CHEEKTOWAGA, N.Y. (WIVB)- It’s a situation you never imagine yourself in until you’re there.
Fire Protection Specialist Jerry Mazurkiewicz said rope rescue training is a necessity all year round; however, it’s often in the summer months when this specialized training is put to use.
“We’re completing the rope rescue operations level training course. 32-hour class that teaches the firefighters how to safely repel,” Mazurkiewicz said in late June, when News 4 accompanied him during the training process.
A group of Buffalo firefighters learned it all at the fire training facility in Cheektowaga; they practiced rescue operations in different scenarios, with different obstacles, and different tasks.
The state training is provided by the New York Office of Fire Prevention and Control. It’s also given to the New York State Parks Police.
“They’re doing all the rigging, they’re doing basket maneuvers to retrieve the victim, both in horizontal and vertical natures, simulating that they’re either going down from the top like you’d be going into a vessel, then also repelling down to the ground like the base of a gorge,” Mazurkiewicz told News 4.
Part of the training is learning how to get acrobatic when needed; sometimes, that means hanging totally upside down. And a fear of heights? That’s something the first responders learn to get over.
“We had a scenario of a victim trapped in a spot where we couldn’t take them down by stairs or elevators. There was no other way to get them down, so we actually set up a system to lower them down in the stokes,” Capt. Mark Egloff with the Buffalo Fire Department told us.
They started doing the state training at the fire training facility in Cheektowaga back in 2006. The intermediate training we watched was one of four classes first responders could take.

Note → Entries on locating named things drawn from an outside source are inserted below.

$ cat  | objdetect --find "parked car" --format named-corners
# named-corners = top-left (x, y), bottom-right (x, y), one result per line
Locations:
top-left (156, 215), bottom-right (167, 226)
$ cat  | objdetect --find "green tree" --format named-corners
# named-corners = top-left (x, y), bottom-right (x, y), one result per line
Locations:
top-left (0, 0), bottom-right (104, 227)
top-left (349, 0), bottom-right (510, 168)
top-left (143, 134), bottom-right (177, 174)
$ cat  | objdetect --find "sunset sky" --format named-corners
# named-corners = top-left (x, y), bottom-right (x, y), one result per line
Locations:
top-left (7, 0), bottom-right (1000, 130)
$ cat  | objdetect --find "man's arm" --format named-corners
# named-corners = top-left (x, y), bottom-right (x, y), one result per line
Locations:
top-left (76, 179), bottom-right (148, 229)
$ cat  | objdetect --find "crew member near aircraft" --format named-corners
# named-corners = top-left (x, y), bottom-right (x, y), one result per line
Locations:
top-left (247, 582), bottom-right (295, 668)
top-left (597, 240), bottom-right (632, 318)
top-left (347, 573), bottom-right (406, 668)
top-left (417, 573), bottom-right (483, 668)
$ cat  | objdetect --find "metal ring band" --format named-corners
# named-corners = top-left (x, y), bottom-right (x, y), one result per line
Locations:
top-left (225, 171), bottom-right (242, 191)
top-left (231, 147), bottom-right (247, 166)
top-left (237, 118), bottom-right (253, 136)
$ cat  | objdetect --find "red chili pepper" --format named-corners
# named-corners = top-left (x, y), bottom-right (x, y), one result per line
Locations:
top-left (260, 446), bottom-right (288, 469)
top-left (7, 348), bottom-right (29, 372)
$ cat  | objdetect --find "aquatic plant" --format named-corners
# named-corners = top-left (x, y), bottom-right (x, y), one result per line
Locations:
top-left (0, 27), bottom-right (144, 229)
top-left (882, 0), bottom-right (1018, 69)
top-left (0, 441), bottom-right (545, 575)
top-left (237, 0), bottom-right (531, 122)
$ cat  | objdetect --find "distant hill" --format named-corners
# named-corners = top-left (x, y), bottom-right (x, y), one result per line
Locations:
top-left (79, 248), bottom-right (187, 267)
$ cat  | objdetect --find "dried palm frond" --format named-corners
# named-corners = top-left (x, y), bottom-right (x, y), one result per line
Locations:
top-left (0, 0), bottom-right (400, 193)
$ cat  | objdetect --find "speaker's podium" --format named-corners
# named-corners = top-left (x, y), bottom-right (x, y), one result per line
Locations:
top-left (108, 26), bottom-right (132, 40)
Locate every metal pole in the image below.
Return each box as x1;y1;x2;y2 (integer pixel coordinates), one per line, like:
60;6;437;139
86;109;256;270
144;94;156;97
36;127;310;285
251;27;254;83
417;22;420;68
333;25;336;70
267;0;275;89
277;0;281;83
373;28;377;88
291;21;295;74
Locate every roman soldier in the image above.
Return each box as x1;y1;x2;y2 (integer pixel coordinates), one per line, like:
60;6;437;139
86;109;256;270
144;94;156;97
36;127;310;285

It’s voluntarily training, but Egloff said every year he’s reminded why it’s so important; at state parks and near bodies of water, people don’t always follow safety signs.
“As long as we have those environments, those situations always can be present and they do find themselves a way to get people in trouble,” Mazurkiewicz said.
It’s not just the repelling that takes practice to master; several firefighters have to work together to make a single rescue a success.
“We don’t want to jeopardize the patient or any of our members in training. So we train as much as we can on it so it goes as smoothly, as guys remember the correct procedure to do,” Egloff said.
He also said keeping in shape is an important part of getting the job done.
“The better shape you’re in the easier it’s going to be for you. You could be doing up and down the basket, you could be helping the patient around so obviously, you know physical condition is a factor.”